The goal of this article is to go through below options and see the most optimal transformation for writing optimal files in target table/partition.
When to use Sort
A global sort in Spark internally uses range-partitioning to assign sort keys to a partition range. This involves in collecting sample rows(reservoir sampling) from input partitions and sending them to the driver for computing range boundaries.
Use global sort
- If you are writing multiple partitions(especially heterogeneous partitions) as part of your write() as it can estimate the no. of files/tasks for a given target table partition based on the no. of sample rows it observes.
- If you want to enable
predicate-push-down
on a set of target table fields for down stream consumption.
Tips:
1. You can increase the spark property spark.sql.execution.rangeExchange.sampleSizePerPartition
to improve the estimates if you are not seeing optimal no. of files per partition.

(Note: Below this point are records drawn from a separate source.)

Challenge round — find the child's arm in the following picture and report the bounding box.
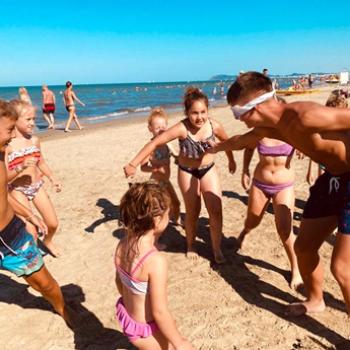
[8,194,47,235]
[124,123,185,178]
[149,254,193,350]
[242,148,255,191]
[72,92,85,106]
[212,120,236,174]
[34,137,62,192]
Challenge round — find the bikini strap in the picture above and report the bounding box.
[130,248,158,276]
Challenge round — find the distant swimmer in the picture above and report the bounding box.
[42,85,56,129]
[213,86,217,95]
[63,81,85,133]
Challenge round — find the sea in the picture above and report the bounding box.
[0,77,305,131]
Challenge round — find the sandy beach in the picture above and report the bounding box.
[1,86,349,350]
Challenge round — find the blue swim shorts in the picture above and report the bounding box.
[0,216,44,277]
[303,171,350,234]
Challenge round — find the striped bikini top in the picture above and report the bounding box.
[116,248,157,295]
[7,145,41,171]
[179,119,215,159]
[257,141,294,157]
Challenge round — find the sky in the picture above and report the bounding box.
[1,0,350,86]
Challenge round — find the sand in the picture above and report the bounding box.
[0,86,349,350]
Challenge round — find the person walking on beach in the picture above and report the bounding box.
[209,71,350,317]
[18,87,32,105]
[63,81,85,132]
[124,87,236,264]
[0,99,72,326]
[115,182,193,350]
[6,100,62,257]
[42,85,56,129]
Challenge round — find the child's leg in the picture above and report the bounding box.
[238,184,270,249]
[165,181,181,225]
[131,330,169,350]
[178,169,201,258]
[10,190,37,239]
[200,166,225,263]
[32,187,60,256]
[272,186,302,289]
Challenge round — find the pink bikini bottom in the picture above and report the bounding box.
[116,297,159,341]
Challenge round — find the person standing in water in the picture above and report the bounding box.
[63,81,85,133]
[42,85,56,129]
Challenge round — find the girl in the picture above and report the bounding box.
[124,87,236,264]
[140,108,181,226]
[238,137,302,289]
[6,100,62,257]
[115,181,193,350]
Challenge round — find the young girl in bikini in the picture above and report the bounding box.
[6,100,62,257]
[115,181,193,350]
[140,108,181,226]
[124,87,236,264]
[208,97,302,288]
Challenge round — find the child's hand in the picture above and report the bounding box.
[50,179,62,192]
[228,160,236,174]
[26,214,48,236]
[123,163,137,178]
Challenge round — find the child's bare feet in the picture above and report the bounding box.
[285,299,326,316]
[186,247,199,260]
[43,238,61,257]
[214,250,227,264]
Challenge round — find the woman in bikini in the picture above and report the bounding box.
[63,81,85,132]
[6,100,62,257]
[124,87,236,264]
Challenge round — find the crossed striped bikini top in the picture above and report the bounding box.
[7,145,41,171]
[257,141,294,157]
[179,119,215,159]
[116,248,157,295]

2. You can also introduce salt
to sort keys to increase the no. of write tasks if the sort keys cardinality less than the spark.sql.shuffle.partitions
. Example
When to use Repartition
Repartition(hash partitioning) partitions rows in a round-robin manner and to produce uniform distribution across the tasks and a hash partitioning just before the write
would produce uniform files and all write tasks should take about the same time.
Use repartition
- If you are writing into a single partition or a non-partitioned table and want to get uniform file sizes.

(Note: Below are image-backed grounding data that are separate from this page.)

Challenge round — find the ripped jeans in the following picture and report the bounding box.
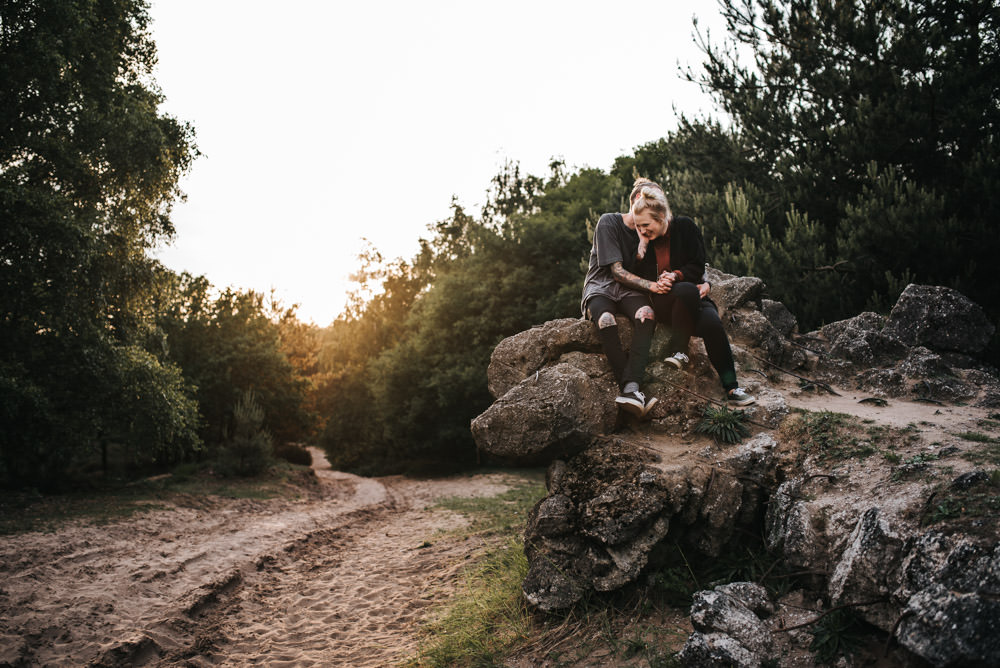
[586,294,655,391]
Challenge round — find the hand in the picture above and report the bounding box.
[698,282,710,299]
[656,271,675,293]
[648,280,670,294]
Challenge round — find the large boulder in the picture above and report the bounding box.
[471,352,616,465]
[765,480,828,572]
[522,440,673,611]
[895,534,1000,667]
[898,585,1000,668]
[883,284,995,355]
[761,298,798,338]
[704,267,765,317]
[822,312,907,366]
[486,317,614,399]
[828,507,905,629]
[522,435,778,612]
[764,467,1000,666]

- If you want to produce a specific no.o files. for ex: using
repartiton(100)
would generate up to 100 files.
When to use Coalesce
Coalesce tries to combine files without invoking a shuffle and useful when you are going from a higher parallelism to lower parallelism. Use Coalesce:
- If you are writing very small no. of files and the file size is relatively small.
Note that, Coalesce(N) is not an optimal way to merge files as it tries to combine multiple files(until it reaches target no. of files 'N' ) without taking size into equation, and you could run into (org.apache.spark.memory.SparkOutOfMemoryError: Unable to acquire 65536 bytes of memory, got 0)
if the size exceeds.